Ciri-ciri masa subur dapat terlihat dari beberapa gejala yang bisa Ibu rasakan sendiri atau menggunakan alat tes khusus. Mengetahui masa subur merupakan hal yang perlu diketahui saat hendak merencanakan kehamilan. Bagi Ibu yang sedang menjalankan program hamil, maka wajib mengetahui apa saja ciri-ciri masa subur guna memaksimalkan rentang waktu tersebut untuk berhubungan seks. Hal yang paling umum terjadi, masa subur wanita dimulai ketika siklus haid atau menstruasi telah selesai. Pada waktu subur ini pun terdapat jendela subur yang tergantung pada lamanya siklus menstruasi, sehingga setiap wanita mempunyai waktu berbeda-beda. Selain untuk merencanakan kehamilan, mengenali ciri-ciri masa subur juga dapat dimanfaatkan untuk memahami siklus menstruasi dan memerhatikan ada tidaknya gangguan kesuburan.

Apa Saja Ciri-ciri Masa Subur?

Seperti yang telah disebutkan, ciri-ciri masa subur pada setiap wanita berbeda-beda, bahkan sebagian ada yang tidak merasakan ciri-ciri tersebut. Waktunya pun berbeda, ada yang mengalami masa subur tepat di tanggal tertentu setiap bulannya, namun ada pula yang mengalami perubahan tanggal masa subur di setiap bulan. 

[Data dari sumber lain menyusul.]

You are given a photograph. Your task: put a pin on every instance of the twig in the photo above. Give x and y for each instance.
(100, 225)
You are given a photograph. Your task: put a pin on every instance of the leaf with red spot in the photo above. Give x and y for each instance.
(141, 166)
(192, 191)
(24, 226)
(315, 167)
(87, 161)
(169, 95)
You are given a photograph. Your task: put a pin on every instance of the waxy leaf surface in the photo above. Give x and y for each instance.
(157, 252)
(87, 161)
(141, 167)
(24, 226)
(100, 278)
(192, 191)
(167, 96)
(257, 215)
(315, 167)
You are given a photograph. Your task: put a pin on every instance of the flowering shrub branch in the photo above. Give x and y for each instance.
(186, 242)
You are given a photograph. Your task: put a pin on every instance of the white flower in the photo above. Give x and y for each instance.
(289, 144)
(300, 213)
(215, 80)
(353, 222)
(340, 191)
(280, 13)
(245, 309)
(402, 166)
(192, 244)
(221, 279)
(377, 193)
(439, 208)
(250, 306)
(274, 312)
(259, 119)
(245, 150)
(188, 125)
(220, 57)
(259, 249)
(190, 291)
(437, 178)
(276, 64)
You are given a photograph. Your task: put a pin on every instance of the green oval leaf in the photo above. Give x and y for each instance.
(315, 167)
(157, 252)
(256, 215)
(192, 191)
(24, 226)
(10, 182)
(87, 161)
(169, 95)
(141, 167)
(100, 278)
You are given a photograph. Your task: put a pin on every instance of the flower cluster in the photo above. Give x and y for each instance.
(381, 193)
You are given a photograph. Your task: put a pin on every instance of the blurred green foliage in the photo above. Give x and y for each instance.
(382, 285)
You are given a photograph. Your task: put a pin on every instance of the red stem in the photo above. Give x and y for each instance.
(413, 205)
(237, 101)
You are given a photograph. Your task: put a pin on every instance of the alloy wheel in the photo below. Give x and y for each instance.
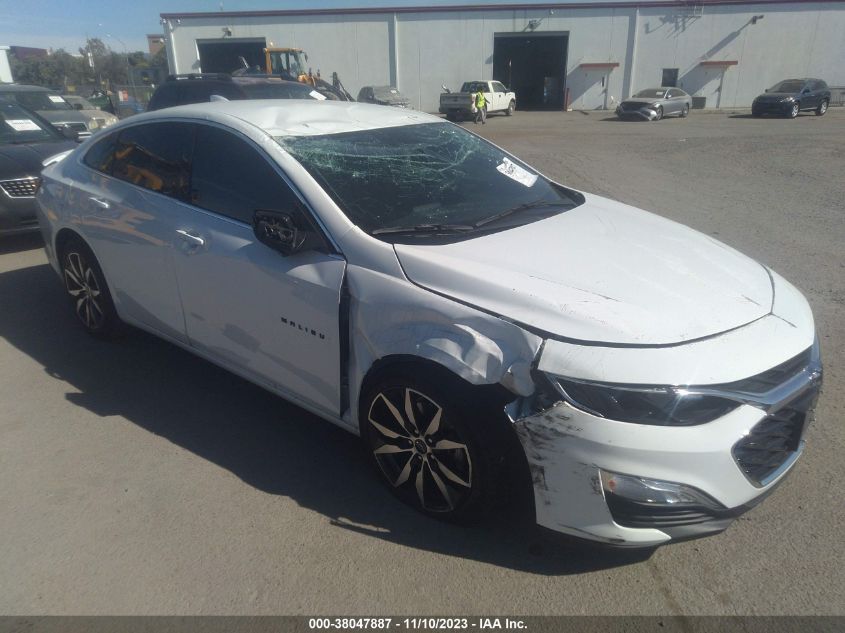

Pada kondisi normal, wanita usia produktif umumnya memiliki siklus haid atau menstruasi sekitar 28-32 hari dengan masa subur sekitar 12-16 hari sebelum masa haid atau menstruasi berikutnya. Supaya lebih jelas, berikut ini ciri-ciri masa subur yang bisa Ibu perhatikan:

  • Ciri-ciri masa subur: Perubahan suhu basal tubuh

    Suhu basal tubuh adalah suhu saat tubuh istirahat atau suhu paling rendah dalam satu hari. Biasanya, suhu basal tubuh diukur saat baru bangun tidur. Pada kondisi normal, suhu basal tubuh akan konsisten pada awal siklus menstruasi. Akan tetapi, saat mendekati masa subur, suhu tubuh mungkin akan sedikit menurun, kemudian meningkat saat ovulasi. Perubahan suhu tubuh ini terjadi karena hormon estrogen yang meningkat saat masa ovulasi.

    Suhu tubuh basal sebelum ovulasi berkisar antara 36,1–36,4ºC. Sementara, peningkatan suhu basal tubuh pada ovulasi biasanya sekitar 0,4–1 derajat atau antara 36,4–37ºC.

    Artikel Sejenis

  • Ciri-ciri masa subur: Perubahan cairan serviks

    Setiap wanita mungkin mengeluarkan cairan serviks dengan tekstur atau kekentalan yang berbeda. Namun, cairan serviks pada masa subur umumnya akan lebih lengket dan berwarna bening keputihan menyerupai putih telur. Saat ovulasi, kadar cairan serviks juga akan lebih banyak dibandingkan biasanya. Perubahan cairan serviks ini memudahkan sperma untuk menuju rahim.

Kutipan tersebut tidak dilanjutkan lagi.